Parallelism is a major reason for variation in the speed of these tools. Another contributing factor is how long they wait for a reply before the hop is considered to not be responding. If reverse DNS is performed, you have to wait for that as well. The plain traceroute command gets much quicker, if you disable reverse DNS.
Another important difference, which I did not see mentioned, is how the two tools render the output. Traceroute produces the output in order top down. Mtr renders output in a different way, were mtr can go back and update output on previous lines.
This means mtr can display output as soon as it is available, because if later replies causes that output to not be accurate, mtr can go back and update it. Since traceroute cannot go back and update output, it has to wait until it has ultimately decided, what it will display.

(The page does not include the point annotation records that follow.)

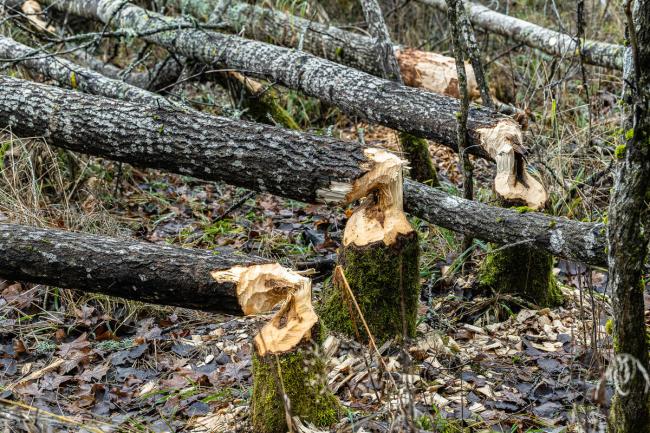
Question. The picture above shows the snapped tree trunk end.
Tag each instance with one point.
(289, 377)
(380, 259)
(520, 270)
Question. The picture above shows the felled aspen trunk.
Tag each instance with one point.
(307, 167)
(380, 258)
(262, 103)
(289, 377)
(520, 270)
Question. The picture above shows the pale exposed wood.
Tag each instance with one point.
(550, 41)
(512, 182)
(262, 287)
(380, 217)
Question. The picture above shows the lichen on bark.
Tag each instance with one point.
(522, 271)
(296, 379)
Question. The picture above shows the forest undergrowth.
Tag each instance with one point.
(480, 362)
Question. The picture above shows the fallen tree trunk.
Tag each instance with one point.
(574, 240)
(309, 168)
(161, 76)
(377, 100)
(75, 76)
(428, 70)
(223, 283)
(549, 41)
(119, 267)
(306, 167)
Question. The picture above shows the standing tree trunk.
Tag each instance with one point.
(628, 232)
(380, 257)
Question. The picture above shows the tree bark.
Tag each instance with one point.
(380, 258)
(549, 41)
(163, 75)
(416, 148)
(309, 168)
(380, 101)
(75, 76)
(120, 267)
(629, 219)
(579, 241)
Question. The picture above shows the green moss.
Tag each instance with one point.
(304, 383)
(383, 279)
(522, 271)
(266, 105)
(417, 151)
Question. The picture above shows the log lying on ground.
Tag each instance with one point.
(415, 111)
(574, 240)
(126, 268)
(230, 283)
(428, 70)
(309, 168)
(304, 167)
(75, 76)
(549, 41)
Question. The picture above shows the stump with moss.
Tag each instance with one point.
(380, 259)
(522, 271)
(289, 378)
(262, 103)
(518, 270)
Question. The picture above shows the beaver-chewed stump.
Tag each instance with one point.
(380, 259)
(520, 269)
(289, 378)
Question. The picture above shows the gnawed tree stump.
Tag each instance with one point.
(289, 377)
(520, 269)
(380, 259)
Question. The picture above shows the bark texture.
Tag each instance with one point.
(75, 76)
(214, 148)
(583, 242)
(163, 75)
(549, 41)
(305, 167)
(385, 281)
(628, 230)
(377, 100)
(294, 382)
(118, 267)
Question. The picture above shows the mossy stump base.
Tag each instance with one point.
(262, 103)
(521, 271)
(294, 382)
(385, 282)
(417, 151)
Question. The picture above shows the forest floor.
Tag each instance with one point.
(480, 362)
(114, 365)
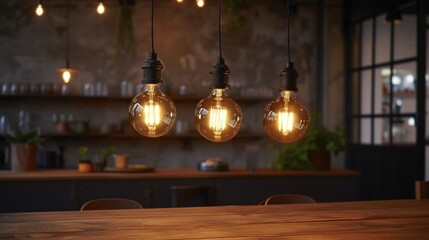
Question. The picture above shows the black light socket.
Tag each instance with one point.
(288, 78)
(152, 69)
(220, 73)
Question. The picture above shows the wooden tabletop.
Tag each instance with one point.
(72, 174)
(394, 219)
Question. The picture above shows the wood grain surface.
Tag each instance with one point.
(393, 219)
(162, 173)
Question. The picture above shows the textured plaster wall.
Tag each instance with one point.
(32, 48)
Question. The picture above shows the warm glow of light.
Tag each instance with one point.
(152, 115)
(39, 10)
(218, 116)
(200, 3)
(100, 8)
(285, 120)
(66, 76)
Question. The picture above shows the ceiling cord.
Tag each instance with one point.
(219, 29)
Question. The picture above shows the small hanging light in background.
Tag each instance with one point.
(285, 119)
(66, 73)
(200, 3)
(39, 9)
(100, 8)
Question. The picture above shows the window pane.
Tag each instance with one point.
(405, 37)
(366, 43)
(355, 93)
(355, 45)
(381, 90)
(365, 131)
(382, 41)
(366, 92)
(404, 86)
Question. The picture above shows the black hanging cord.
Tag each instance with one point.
(151, 24)
(288, 30)
(219, 29)
(67, 35)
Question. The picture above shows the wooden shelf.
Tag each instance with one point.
(118, 98)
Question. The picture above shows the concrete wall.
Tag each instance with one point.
(32, 48)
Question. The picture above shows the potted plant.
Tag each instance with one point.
(85, 164)
(101, 156)
(313, 151)
(24, 149)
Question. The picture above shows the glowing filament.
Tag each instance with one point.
(285, 121)
(100, 8)
(152, 115)
(39, 10)
(66, 76)
(200, 3)
(218, 116)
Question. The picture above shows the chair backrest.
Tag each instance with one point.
(110, 203)
(190, 196)
(422, 189)
(287, 199)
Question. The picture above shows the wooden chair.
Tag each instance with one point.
(287, 199)
(191, 196)
(422, 189)
(110, 203)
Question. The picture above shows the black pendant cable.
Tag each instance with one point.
(152, 113)
(218, 117)
(67, 71)
(285, 119)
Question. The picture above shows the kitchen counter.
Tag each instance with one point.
(60, 190)
(71, 174)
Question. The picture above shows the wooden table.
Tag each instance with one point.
(394, 219)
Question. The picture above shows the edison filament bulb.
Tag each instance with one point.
(285, 119)
(218, 117)
(152, 113)
(39, 10)
(66, 76)
(100, 8)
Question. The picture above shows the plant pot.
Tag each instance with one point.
(23, 157)
(320, 160)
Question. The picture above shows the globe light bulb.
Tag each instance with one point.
(152, 113)
(100, 8)
(39, 10)
(285, 119)
(200, 3)
(218, 117)
(66, 76)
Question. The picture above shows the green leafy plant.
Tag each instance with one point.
(20, 137)
(318, 138)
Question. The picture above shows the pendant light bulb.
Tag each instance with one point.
(152, 113)
(66, 76)
(200, 3)
(39, 10)
(285, 119)
(100, 8)
(218, 117)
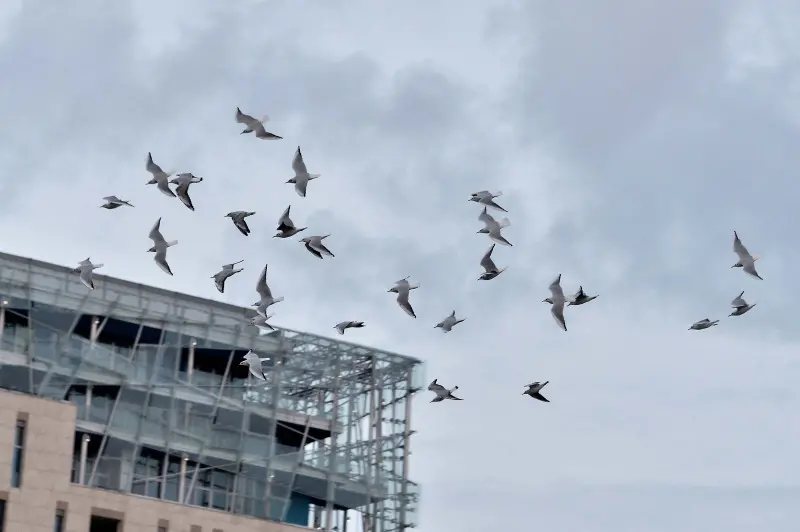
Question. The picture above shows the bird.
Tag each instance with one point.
(160, 246)
(253, 124)
(746, 261)
(579, 298)
(484, 197)
(442, 393)
(182, 190)
(340, 327)
(301, 175)
(159, 176)
(489, 266)
(402, 289)
(534, 390)
(449, 322)
(266, 299)
(315, 246)
(740, 306)
(705, 323)
(238, 218)
(557, 299)
(112, 202)
(286, 227)
(493, 228)
(227, 271)
(85, 268)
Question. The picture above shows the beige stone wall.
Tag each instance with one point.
(46, 482)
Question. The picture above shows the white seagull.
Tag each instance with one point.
(160, 246)
(558, 300)
(301, 175)
(253, 124)
(484, 197)
(747, 262)
(238, 218)
(315, 246)
(340, 327)
(112, 202)
(85, 268)
(286, 227)
(159, 177)
(441, 392)
(402, 289)
(449, 322)
(493, 228)
(182, 190)
(227, 271)
(740, 306)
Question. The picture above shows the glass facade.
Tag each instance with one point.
(164, 409)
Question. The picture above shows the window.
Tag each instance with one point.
(19, 448)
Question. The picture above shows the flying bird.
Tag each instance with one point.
(227, 271)
(484, 197)
(747, 262)
(182, 190)
(253, 124)
(558, 300)
(238, 218)
(534, 390)
(315, 246)
(740, 306)
(493, 228)
(703, 324)
(348, 325)
(286, 227)
(160, 246)
(112, 202)
(301, 175)
(402, 288)
(449, 322)
(441, 392)
(85, 268)
(159, 177)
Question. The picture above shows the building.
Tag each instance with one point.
(128, 404)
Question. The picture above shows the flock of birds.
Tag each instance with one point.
(314, 244)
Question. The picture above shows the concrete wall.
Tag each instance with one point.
(50, 430)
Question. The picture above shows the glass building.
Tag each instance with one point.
(164, 410)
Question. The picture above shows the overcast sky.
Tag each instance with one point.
(630, 139)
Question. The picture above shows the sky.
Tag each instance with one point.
(630, 138)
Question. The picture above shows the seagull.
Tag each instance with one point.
(484, 197)
(112, 202)
(182, 190)
(402, 289)
(493, 227)
(442, 393)
(160, 246)
(227, 271)
(159, 177)
(740, 306)
(348, 325)
(703, 324)
(580, 298)
(315, 246)
(491, 268)
(746, 261)
(449, 322)
(238, 220)
(534, 390)
(266, 299)
(301, 175)
(85, 268)
(286, 227)
(253, 124)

For example if hop number 2 is not responding (which is a symptom I have seen on multiple ISPs), traceroute will display hop number 1 and then wait for a while before it displays hop number 2 and 3. Even though the reply from hop number 3 has arrived it is not being displayed because traceroute is still waiting for the reply from hop number 2. Mtr does not have that restriction and can display the reply from hop number 3 and still go back to display the reply from hop number 2, if it arrives later.
Too much parallelism can cause the output to become inaccurate. In some scenarios there is limits to how many packets you can get replies for. Sending more packets in those cases will not speed up the process, it will however cause more lost packets, as you get the same number of replies with more packets being send.
One example of this is when a hop on the route does not reply to ARP requests. Usually the first packet will trigger an ARP request, if more packets arrive before the ARP request times out, only the last of those packets will be buffered and get a reply.
Another difference is in how many hops with no responses will be displayed before the tool stops displaying more hops. I have seen the traceroute command continue for as many hops as requested (30 by default), while the mtr command would stop as soon as it had passed five hops with no responses.